Namun masih ada kejadian keempat. Aku tidak lagi bangun karena kebelet apapun itu. Tapi aku sering terbangun pukul dua secara tiba-tiba lalu mendengar tangisan lagi. Tangisan perempuan lebih panjang dari biasanya. Namun aku tidak tahu kenapa tetangga-tetangga sini tidak pernah membicarakan hal itu. Bahkan aku sudah tanya pemilik kontrakan dan dia juga berkata kalau tidak ada suara apapun dan mengatakan jika aku hanya mengarang agar uang sewa bisa diturunkan.

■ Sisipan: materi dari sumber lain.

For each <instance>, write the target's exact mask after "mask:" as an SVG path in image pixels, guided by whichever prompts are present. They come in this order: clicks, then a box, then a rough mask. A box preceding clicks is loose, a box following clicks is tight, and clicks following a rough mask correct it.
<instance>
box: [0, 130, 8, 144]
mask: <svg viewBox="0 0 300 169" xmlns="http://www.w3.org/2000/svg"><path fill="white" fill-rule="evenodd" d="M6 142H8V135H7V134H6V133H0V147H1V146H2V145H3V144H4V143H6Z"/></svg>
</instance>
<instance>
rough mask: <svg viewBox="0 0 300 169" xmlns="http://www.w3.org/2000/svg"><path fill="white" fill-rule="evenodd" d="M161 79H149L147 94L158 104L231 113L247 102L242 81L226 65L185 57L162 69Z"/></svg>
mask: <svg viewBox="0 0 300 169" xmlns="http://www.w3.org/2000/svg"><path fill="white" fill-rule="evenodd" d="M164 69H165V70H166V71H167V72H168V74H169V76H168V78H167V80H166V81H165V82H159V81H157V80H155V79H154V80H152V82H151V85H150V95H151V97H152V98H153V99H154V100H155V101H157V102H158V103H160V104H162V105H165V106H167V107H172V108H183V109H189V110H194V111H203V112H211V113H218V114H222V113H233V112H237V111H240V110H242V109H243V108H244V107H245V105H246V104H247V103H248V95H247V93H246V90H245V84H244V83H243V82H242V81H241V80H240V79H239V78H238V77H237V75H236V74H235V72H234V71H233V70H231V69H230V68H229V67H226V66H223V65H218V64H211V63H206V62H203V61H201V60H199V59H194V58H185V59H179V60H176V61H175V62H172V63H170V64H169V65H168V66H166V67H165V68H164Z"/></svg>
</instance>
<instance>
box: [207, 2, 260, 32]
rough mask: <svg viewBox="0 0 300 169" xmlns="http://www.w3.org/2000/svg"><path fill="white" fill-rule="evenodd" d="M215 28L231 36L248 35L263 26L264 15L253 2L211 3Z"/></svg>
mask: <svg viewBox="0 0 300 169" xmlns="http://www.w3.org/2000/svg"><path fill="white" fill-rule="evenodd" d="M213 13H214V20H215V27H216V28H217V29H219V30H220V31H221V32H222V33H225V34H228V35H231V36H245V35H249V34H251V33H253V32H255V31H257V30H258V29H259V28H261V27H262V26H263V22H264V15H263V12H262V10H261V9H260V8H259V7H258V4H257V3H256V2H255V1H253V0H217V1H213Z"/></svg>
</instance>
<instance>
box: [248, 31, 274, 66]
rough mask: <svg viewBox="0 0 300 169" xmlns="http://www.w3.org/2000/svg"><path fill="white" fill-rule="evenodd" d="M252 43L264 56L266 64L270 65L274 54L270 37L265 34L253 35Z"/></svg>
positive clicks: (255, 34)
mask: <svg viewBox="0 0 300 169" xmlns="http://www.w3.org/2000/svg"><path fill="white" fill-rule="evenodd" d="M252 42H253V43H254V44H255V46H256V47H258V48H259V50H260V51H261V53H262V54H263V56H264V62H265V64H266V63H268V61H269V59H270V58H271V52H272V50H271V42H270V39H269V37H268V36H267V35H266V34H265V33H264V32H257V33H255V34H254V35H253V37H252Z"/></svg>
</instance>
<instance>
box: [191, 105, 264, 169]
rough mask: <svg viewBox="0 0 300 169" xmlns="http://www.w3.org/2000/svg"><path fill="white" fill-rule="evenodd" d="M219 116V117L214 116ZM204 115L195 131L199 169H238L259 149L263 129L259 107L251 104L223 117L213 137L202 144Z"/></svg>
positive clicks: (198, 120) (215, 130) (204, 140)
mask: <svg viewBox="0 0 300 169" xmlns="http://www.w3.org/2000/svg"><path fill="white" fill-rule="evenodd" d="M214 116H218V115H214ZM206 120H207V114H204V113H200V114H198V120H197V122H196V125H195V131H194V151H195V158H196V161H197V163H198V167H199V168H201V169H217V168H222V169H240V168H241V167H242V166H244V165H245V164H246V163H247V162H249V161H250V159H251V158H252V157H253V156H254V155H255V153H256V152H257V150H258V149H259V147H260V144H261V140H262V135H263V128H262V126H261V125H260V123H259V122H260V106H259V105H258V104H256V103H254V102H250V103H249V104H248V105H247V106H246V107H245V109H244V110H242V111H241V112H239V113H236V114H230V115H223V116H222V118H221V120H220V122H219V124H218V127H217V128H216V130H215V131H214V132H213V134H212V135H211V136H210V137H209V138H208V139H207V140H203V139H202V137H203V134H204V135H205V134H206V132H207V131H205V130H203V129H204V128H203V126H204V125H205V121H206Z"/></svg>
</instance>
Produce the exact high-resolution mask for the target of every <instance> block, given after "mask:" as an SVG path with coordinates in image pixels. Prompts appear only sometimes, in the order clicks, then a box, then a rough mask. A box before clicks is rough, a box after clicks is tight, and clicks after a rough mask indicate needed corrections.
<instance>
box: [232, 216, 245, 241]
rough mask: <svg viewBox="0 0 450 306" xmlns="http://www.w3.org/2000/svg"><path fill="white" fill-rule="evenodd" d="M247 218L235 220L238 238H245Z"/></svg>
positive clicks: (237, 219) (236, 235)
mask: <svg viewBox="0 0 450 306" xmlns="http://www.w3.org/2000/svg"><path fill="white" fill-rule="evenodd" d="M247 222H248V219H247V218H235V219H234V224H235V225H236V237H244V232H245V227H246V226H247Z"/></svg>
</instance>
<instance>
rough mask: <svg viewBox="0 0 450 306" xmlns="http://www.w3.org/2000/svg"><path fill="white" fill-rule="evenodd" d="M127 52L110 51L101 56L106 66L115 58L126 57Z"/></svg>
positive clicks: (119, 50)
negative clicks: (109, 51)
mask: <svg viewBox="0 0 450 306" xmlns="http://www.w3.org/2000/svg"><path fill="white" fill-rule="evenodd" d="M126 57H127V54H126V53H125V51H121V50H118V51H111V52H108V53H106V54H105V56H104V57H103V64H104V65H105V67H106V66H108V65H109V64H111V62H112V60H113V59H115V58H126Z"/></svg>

Suatu waktu aku tanya salah seorang ibu yang tinggal di samping kamarku tentang bu asih yang pernah cerita padaku soal hal itu. Ibu itu mengangkat bahunya dan malah berkata "di kontrakan sini tidak ada yang bernama bu asih. Lagipula kamu menanyakan tangisan di lantai atas, padahalkan di lantai atas tidak ada seorangpun yang tinggal".
Aku menunggu jon pulang. Aku mengajaknya ke lantai atas. sore itu. Jon memang penakut di malam hari, tapi jika dia masih bisa melihat cahaya matahari rasa takutnya hilang begitu saja -aneh memang. Aku mengekorinya di belakang hingga kami sampai di lantai dua. Begitu banyak sawang di langit-langit dan sudut-sudut lorongnya. Lantainya begitu berdebu dan entah kenapa jon merasa begitu bersemangat. Dia menyusuri koridor tanpa rasa takut "mana? tidak ada apa-apa". Lalu jon kembali lagi ke tempatku berdiri, tepat depan kamar di atas kami. Tapi jon bilang jika dia mencium bau yang sungguh tidak enak. Aku menendang kenop pintunya dan terbuka.
Seseorang tergantung di bawah langit-langit kamar itu. Aku muntah karena bau busuknya dan belatung yang keluar dari pori kulit wajahnya. Aku pingsan dan kata jon, dia langsung berteriak minta tolong. Kemudian lapor polisi dan semuanya berakhir. Sudah jelas, perempuan itu adalah bu asih. Tapi, polisi bilang mayat ini sudah lebih dari dua minggu tergantung. Padahal baru tujuh malam lalu bu asih bicara padaku jika ada tangisan di atas kamar.